- Sire: Bold Ruler
- Grandsire: Nasrullah
- Dam: Sheepsfoot
- Damsire: Count Fleet
- Sex: Filly
- Foaled: 1960
- Country: United States
- Colour: Chestnut
- Breeder: Claiborne Farm
- Owner: William Haggin Perry
- Trainer: James W. Maloney
- Record: 23: 12-5-4
- Earnings: US$324,032

Major wins
- Coaching Club American Oaks (1963) Monmouth Oaks (1963) Spinster Stakes (1963) Firenze Handicap (1963) Gazelle Handicap (1963) Santa Susana Stakes (1963) Jersey Belle Stakes (1963) Comely Stakes (1963) La Centinela Stakes (1963)

Awards
- American Champion Three-Year-Old Filly (1963)

Honours
- Aiken Thoroughbred Racing Hall of Fame (1977)

= Lamb Chop (horse) =

American-bred Thoroughbred racehorse

Lamb Chop (April 9, 1960–1964) was an American Thoroughbred Champion racehorse. Bred by Bull Hancock's renowned Claiborne Farm, she was sired by Bold Ruler, an eight-time leading sire in North America and grandson of Nearco. Her dam, Sheepsfoot, was a daughter of the 1943 U.S. Triple Crown champion Count Fleet.

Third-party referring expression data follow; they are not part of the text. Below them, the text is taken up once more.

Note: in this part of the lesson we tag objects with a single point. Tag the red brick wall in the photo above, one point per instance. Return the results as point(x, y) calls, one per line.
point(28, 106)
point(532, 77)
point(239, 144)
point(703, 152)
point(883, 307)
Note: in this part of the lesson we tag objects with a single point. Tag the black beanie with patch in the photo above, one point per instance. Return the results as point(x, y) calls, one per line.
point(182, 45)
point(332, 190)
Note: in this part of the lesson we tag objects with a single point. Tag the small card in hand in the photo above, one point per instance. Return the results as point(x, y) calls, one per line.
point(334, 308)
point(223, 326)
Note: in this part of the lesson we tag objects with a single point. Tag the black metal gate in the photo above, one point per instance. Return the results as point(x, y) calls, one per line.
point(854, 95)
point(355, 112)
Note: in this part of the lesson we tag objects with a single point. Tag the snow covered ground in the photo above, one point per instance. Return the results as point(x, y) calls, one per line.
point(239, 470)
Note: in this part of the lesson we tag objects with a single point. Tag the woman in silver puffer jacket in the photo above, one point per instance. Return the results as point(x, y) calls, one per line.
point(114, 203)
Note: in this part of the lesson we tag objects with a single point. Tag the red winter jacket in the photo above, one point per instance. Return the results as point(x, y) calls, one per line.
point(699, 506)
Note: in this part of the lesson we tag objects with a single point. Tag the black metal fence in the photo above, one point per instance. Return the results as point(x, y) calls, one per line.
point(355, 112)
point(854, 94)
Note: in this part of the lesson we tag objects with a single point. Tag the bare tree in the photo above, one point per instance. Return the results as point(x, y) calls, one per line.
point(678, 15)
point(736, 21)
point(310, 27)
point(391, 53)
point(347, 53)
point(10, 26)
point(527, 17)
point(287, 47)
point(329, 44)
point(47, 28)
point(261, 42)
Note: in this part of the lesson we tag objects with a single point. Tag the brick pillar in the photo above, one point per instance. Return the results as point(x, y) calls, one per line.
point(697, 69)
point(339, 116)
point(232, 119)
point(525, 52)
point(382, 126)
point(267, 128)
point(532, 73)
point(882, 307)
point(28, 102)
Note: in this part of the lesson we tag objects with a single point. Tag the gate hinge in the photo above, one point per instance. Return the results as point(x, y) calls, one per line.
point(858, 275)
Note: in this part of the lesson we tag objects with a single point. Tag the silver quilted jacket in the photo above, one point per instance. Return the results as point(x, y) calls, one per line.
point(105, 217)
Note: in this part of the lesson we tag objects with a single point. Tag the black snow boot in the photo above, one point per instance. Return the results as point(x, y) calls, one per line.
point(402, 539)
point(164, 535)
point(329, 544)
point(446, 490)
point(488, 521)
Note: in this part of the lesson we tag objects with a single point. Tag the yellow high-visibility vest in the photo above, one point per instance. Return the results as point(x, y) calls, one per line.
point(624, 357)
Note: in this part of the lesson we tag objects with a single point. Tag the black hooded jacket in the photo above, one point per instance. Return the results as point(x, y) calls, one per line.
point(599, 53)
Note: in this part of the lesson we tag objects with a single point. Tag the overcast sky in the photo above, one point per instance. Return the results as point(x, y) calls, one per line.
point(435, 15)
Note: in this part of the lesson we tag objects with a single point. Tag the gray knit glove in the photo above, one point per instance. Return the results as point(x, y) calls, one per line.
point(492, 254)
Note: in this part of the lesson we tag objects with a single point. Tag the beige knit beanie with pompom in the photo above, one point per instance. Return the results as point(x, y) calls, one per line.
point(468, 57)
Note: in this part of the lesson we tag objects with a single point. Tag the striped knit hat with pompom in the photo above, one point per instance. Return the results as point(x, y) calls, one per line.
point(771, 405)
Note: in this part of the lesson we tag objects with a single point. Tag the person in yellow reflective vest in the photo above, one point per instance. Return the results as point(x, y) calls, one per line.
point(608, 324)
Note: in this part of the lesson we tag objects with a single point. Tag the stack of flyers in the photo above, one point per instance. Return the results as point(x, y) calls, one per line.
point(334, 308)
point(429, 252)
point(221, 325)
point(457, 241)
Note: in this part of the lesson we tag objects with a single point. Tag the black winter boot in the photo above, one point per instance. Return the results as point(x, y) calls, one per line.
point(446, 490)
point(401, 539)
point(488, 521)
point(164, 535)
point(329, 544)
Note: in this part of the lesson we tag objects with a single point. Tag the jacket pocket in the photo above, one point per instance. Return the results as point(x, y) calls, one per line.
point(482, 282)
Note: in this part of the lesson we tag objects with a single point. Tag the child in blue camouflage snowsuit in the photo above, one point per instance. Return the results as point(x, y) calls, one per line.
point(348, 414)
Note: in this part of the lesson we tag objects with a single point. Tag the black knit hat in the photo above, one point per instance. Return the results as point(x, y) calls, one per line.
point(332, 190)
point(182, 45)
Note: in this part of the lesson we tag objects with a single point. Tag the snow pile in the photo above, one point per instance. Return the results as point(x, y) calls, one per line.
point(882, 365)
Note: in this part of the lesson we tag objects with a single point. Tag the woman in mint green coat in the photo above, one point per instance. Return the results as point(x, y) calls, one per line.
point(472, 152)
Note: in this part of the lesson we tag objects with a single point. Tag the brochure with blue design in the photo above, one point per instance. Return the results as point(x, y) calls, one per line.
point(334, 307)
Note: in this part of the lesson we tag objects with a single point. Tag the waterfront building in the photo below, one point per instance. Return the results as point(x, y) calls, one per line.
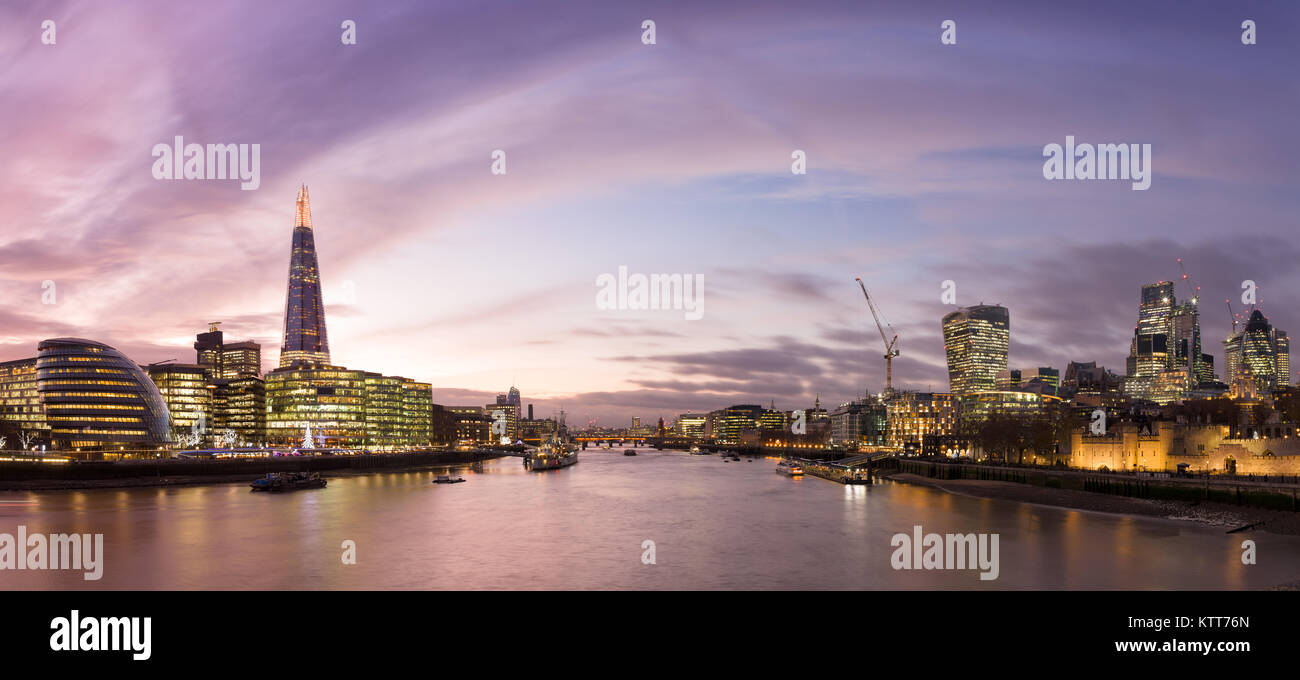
point(239, 406)
point(690, 424)
point(384, 411)
point(328, 398)
point(735, 420)
point(304, 311)
point(189, 398)
point(1166, 341)
point(20, 402)
point(96, 398)
point(922, 423)
point(858, 423)
point(1262, 349)
point(510, 414)
point(226, 360)
point(416, 412)
point(975, 341)
point(537, 431)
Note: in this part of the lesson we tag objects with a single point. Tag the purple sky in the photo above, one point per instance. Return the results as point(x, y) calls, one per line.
point(924, 164)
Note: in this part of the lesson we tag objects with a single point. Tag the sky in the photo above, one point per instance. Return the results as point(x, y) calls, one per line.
point(924, 164)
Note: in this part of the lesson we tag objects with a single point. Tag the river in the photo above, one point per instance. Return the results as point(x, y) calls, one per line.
point(713, 525)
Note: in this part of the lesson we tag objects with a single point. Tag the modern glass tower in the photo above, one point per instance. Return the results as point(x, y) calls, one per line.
point(975, 340)
point(304, 312)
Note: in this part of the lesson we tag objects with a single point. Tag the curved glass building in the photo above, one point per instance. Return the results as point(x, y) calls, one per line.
point(98, 398)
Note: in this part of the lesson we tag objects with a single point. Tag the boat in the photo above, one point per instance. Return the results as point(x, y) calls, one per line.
point(555, 453)
point(289, 481)
point(789, 467)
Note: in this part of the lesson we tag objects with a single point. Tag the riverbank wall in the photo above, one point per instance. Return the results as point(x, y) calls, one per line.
point(1262, 494)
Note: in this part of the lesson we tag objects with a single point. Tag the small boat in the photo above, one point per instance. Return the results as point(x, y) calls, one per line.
point(791, 468)
point(289, 481)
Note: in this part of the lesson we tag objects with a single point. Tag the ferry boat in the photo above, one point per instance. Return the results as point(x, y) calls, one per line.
point(289, 481)
point(555, 453)
point(788, 467)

Purchased by prominent horseman William Haggin Perry, at age three, Lamb Chop won almost every major American graded stakes race for fillies in her age group, and was voted the 1963 American Champion Three-Year-Old Filly. Among her wins were races from six furlongs to one and a quarter miles, which included a new Garden State Park track record for one-and-a-sixteenth miles on dirt in winning the Jersey Belle Stakes.

In 1964, Lamb Chop took on her male counterparts in the San Fernando Stakes and finished second to the future U.S. Racing Hall of Fame inductee Gun Bow. She went up against Gun Bow and other males again in the 1964 Strub Stakes at Santa Anita Park, but broke down during the race and had to be euthanized. She was buried at Santa Anita in an area located west of the track. In 1970, Quicken Tree was buried next to her.

Following its formation, Lamb Chop was inducted into the Aiken Thoroughbred Racing Hall of Fame in 1977.